As elites políticas europeias também estão preocupadas com as potenciais perdas de empregos decorrentes da concorrência chinesa com a sua produção de alta qualidade. Seria ingênuo pensar que tais tensões estruturais podem ser aliviadas com uma rápida visita de Estado de cinco dias.

Impasse político

Na frente diplomática, as coisas permanecem num impasse. Alguns na Europa esperam que Beijing mude o rumo da guerra na Ucrânia, a fim de reparar os danos causados ​​às suas relações europeias. Mas, quando se trata de assuntos externos, as prioridades da China raramente mudam.

A China tem tradicionalmente seguido uma política de não interferência nos assuntos internos de outros países. Isto está alinhado com os seus interesses em manter a estabilidade e a soberania e é apreciado por muitos países do Sul Global.

Entretanto, também valoriza a sua estreita relação com a Rússia, especialmente porque ambos os países partilham preocupações sobre a suposta invasão ocidental e um ressentimento relativamente à hegemonia dos EUA.

É altamente incerto até que ponto Beijing conseguirá equilibrar o seu apoio econômico e diplomático à Rússia com o seu desejo de manter relações estáveis ​​com os EUA e a Europa.

Desde fevereiro de 2022, Beijing fez várias tentativas para justificar a sua posição sobre a invasão da Ucrânia, na esperança de evitar uma deterioração sustentada nas relações.

Até agora, a principal conquista de Beijing aos olhos dos países europeus é mostrar a sua vontade de impedir Vladimir Putin de cogitar a implantação de armas nucleares. Mas os líderes europeus não devem esperar que a China fique do lado deles na própria guerra.

Dirigindo uma cunha

A escolha de Xi de visitar a França, a Sérvia e a Hungria é instrutiva, mostrando que Xi também espera usar a sua viagem para criar uma barreira entre a Europa e os EUA.

A França, o primeiro país europeu a estabelecer laços diplomáticos com a República Popular e membro permanente do Conselho de Segurança da ONU, sempre gozou do seu estatuto especial nas prioridades diplomáticas da China.

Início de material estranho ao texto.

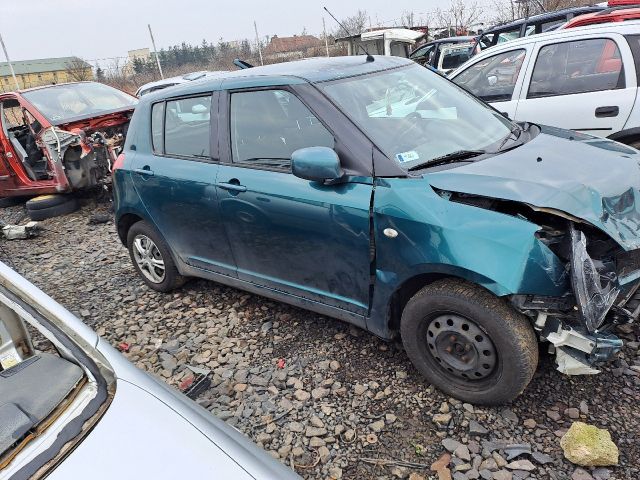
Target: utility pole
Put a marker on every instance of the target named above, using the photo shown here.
(155, 51)
(255, 27)
(326, 42)
(6, 55)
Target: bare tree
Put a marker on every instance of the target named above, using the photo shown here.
(354, 25)
(459, 17)
(78, 70)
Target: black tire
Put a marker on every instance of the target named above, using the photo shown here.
(46, 201)
(172, 278)
(511, 358)
(70, 205)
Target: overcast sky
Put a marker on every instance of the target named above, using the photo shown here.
(99, 30)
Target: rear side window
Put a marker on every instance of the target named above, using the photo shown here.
(494, 78)
(187, 127)
(267, 126)
(574, 67)
(157, 127)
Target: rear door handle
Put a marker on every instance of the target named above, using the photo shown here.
(232, 187)
(610, 111)
(147, 172)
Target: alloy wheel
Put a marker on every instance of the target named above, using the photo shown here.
(148, 258)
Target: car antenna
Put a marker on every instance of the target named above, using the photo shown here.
(369, 57)
(241, 64)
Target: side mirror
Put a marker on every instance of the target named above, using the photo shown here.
(317, 164)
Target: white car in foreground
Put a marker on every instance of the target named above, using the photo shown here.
(583, 79)
(81, 410)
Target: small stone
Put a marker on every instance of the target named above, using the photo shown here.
(301, 395)
(589, 446)
(572, 413)
(553, 415)
(502, 475)
(441, 463)
(541, 458)
(335, 473)
(450, 444)
(442, 418)
(377, 426)
(525, 465)
(581, 474)
(316, 442)
(359, 389)
(476, 429)
(462, 452)
(315, 432)
(324, 454)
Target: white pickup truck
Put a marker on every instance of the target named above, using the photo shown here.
(583, 79)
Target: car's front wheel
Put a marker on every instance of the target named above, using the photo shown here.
(152, 259)
(469, 343)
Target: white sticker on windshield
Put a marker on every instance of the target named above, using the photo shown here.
(407, 156)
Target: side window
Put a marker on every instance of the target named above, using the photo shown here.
(157, 127)
(267, 126)
(580, 66)
(494, 78)
(187, 127)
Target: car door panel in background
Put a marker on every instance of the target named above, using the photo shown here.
(177, 182)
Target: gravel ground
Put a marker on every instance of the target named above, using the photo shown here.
(328, 399)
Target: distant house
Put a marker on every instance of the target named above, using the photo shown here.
(44, 71)
(296, 46)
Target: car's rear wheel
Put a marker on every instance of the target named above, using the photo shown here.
(152, 258)
(49, 206)
(469, 343)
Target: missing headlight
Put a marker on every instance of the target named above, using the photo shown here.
(594, 284)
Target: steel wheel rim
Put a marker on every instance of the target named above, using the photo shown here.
(461, 347)
(148, 258)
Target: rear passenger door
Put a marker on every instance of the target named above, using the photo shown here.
(288, 234)
(496, 79)
(586, 84)
(176, 181)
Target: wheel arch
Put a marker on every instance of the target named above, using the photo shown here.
(408, 287)
(124, 224)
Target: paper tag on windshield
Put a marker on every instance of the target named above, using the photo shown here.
(407, 156)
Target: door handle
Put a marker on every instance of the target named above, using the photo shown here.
(146, 171)
(609, 111)
(232, 186)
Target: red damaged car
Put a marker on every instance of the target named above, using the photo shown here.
(58, 139)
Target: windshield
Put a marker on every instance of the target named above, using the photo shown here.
(65, 102)
(414, 115)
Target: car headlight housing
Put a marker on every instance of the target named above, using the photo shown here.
(595, 286)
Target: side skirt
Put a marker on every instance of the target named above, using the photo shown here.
(296, 301)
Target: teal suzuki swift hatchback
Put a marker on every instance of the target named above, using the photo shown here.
(379, 193)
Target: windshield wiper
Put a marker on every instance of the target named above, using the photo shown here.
(457, 156)
(516, 128)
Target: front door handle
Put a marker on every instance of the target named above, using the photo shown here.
(146, 171)
(609, 111)
(232, 186)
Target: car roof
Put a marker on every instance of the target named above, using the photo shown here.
(632, 26)
(310, 70)
(614, 27)
(543, 16)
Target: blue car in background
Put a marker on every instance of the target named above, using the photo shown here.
(377, 192)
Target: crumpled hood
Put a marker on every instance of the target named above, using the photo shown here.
(594, 179)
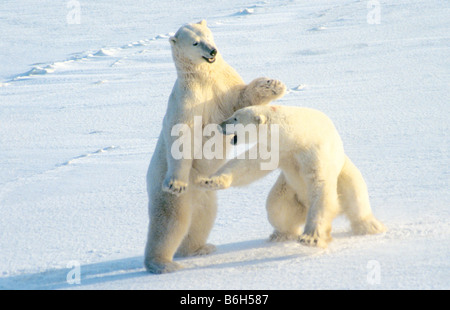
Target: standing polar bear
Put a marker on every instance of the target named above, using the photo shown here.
(317, 182)
(181, 213)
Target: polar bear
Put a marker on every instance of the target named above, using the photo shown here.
(317, 181)
(182, 214)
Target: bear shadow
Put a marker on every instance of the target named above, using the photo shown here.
(132, 267)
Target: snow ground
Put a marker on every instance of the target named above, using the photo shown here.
(81, 107)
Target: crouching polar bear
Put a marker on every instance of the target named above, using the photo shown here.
(207, 88)
(318, 181)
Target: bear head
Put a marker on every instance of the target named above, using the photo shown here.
(243, 123)
(193, 44)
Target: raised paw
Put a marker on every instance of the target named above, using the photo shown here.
(215, 183)
(174, 186)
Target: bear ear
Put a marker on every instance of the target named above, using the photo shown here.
(260, 119)
(202, 22)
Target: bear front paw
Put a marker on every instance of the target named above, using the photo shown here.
(313, 240)
(215, 183)
(174, 186)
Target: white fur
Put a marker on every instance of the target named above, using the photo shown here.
(317, 181)
(181, 213)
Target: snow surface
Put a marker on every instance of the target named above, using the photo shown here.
(81, 107)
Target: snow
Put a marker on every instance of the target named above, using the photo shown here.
(81, 107)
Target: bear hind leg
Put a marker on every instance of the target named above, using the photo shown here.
(284, 211)
(166, 231)
(202, 221)
(354, 201)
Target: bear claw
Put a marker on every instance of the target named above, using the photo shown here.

O discurso do presidente francês Macron sobre a “autonomia estratégica” europeia – isto é, reduzir a dependência europeia da proteção dos EUA para a sua segurança – é visto com aprovação em Beijing, tido como um caminho possível para um mundo mais multipolar e uma ordem global menos dominada pelos EUA.

Entretanto, tanto a Sérvia como a Hungria procuraram forjar uma cooperação mais estreita com a China em todas as frentes, através da sua Nova Rota da Seda (Belt and Road Iniciative, da sigla em inglês BRI) e de outros projetos de investimento, mesmo que essa amizade suscite suspeitas em Bruxelas e Washington.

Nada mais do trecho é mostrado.